What will always be scarce is the investors who can facilitate the next round of financing solely based on their own reputation, persuade major clients to switch suppliers, and attract experienced talent to leave big firms and join startups. Token technology cannot substitute for founders in completing business value endorsement.

However, any wave of service unbundling will ultimately be followed by a new round of consolidation, and the leaders of the consolidation are often new entrants. The London financial "Big Bang" in 1986 split brokerage from market-making businesses, and in just ten years, universal banks re-integrated various segmented businesses.

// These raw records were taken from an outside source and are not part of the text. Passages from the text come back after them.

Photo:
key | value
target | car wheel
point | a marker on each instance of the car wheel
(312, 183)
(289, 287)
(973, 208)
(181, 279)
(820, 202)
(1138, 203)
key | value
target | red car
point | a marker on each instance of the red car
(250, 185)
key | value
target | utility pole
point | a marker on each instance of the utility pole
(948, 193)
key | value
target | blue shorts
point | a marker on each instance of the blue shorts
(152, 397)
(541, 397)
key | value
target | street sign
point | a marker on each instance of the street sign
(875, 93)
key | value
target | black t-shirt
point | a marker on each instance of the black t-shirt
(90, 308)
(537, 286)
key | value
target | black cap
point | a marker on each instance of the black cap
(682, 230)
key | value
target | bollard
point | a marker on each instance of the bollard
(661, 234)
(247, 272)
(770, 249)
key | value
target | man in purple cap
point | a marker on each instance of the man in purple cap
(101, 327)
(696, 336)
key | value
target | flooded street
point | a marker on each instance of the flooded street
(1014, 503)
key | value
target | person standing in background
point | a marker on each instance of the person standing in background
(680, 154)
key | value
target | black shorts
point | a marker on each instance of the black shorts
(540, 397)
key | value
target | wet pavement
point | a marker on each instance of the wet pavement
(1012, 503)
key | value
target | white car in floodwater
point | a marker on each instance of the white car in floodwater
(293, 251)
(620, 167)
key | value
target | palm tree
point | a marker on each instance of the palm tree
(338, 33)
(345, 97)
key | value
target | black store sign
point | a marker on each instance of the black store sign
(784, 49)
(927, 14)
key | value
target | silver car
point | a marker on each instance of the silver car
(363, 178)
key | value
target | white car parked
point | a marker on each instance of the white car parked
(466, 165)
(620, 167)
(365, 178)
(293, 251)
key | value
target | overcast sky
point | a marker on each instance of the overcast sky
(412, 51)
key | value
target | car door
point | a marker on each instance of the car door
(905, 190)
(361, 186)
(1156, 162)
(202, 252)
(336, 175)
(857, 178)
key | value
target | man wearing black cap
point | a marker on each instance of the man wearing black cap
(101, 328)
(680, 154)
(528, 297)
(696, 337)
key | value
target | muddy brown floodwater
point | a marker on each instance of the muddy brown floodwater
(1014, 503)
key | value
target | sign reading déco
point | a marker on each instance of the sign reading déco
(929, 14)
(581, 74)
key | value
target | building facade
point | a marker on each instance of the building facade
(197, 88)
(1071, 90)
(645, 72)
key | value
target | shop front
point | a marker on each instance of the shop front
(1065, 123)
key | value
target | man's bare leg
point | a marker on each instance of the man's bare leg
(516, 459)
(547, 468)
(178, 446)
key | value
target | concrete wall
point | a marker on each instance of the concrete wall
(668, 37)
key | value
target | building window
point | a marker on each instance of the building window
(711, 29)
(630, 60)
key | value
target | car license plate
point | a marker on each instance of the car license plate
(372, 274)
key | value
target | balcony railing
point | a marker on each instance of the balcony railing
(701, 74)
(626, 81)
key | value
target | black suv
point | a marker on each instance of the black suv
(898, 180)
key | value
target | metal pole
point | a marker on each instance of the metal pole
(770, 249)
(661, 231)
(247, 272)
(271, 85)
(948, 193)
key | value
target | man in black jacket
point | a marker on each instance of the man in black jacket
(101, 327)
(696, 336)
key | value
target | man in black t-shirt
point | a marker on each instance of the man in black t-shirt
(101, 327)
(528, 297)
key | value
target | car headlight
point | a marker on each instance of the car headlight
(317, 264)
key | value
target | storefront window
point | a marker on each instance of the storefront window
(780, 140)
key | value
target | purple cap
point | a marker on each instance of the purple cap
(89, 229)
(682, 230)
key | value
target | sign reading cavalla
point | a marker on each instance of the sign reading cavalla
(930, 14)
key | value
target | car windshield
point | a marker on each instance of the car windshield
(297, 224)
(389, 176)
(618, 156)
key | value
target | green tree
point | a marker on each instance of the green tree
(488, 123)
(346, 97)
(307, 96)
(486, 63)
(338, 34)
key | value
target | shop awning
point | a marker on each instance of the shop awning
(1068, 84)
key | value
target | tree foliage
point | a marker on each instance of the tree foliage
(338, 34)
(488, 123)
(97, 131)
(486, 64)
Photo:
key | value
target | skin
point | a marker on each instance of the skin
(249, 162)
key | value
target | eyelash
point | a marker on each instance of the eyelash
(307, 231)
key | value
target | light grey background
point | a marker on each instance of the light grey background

After the London "Big Bang" reform introduced electronic trading, the trading hall of the London Stock Exchange lost its necessity. Source: Getty Images, BBC

For decades, founders proactively approached VCs because only here could they obtain a one-stop solution for funding, valuation, project endorsement, and governance support. Tokenized equity is like a long corridor with multiple independent doors: one connecting to funding, one providing pricing, and one solving governance needs. Founders still need all services, but they no longer need to purchase everything from a single institution.

This fundamentally changes the early decision logic of entrepreneurs. Founders are no longer forced to grapple with "which fund to allow on the shareholder registry to solve all developmental problems at once," but instead gain the autonomy of choice: which business to operate through market mechanisms and which aspects to entrust to subjective judgments of trusted individuals.

The standardized processes in the Term Sheet will be the first to undergo tokenization transformation, as these businesses are easiest for the market to undertake; the value judgment segment will be the last to be digitalized and may perhaps never be fully digitalized, since the market will always need human intervention for this service. A Series A startup may be able to implement equity on the blockchain in the future, but it still needs someone to make the judgment: is this equity worth pushing to market.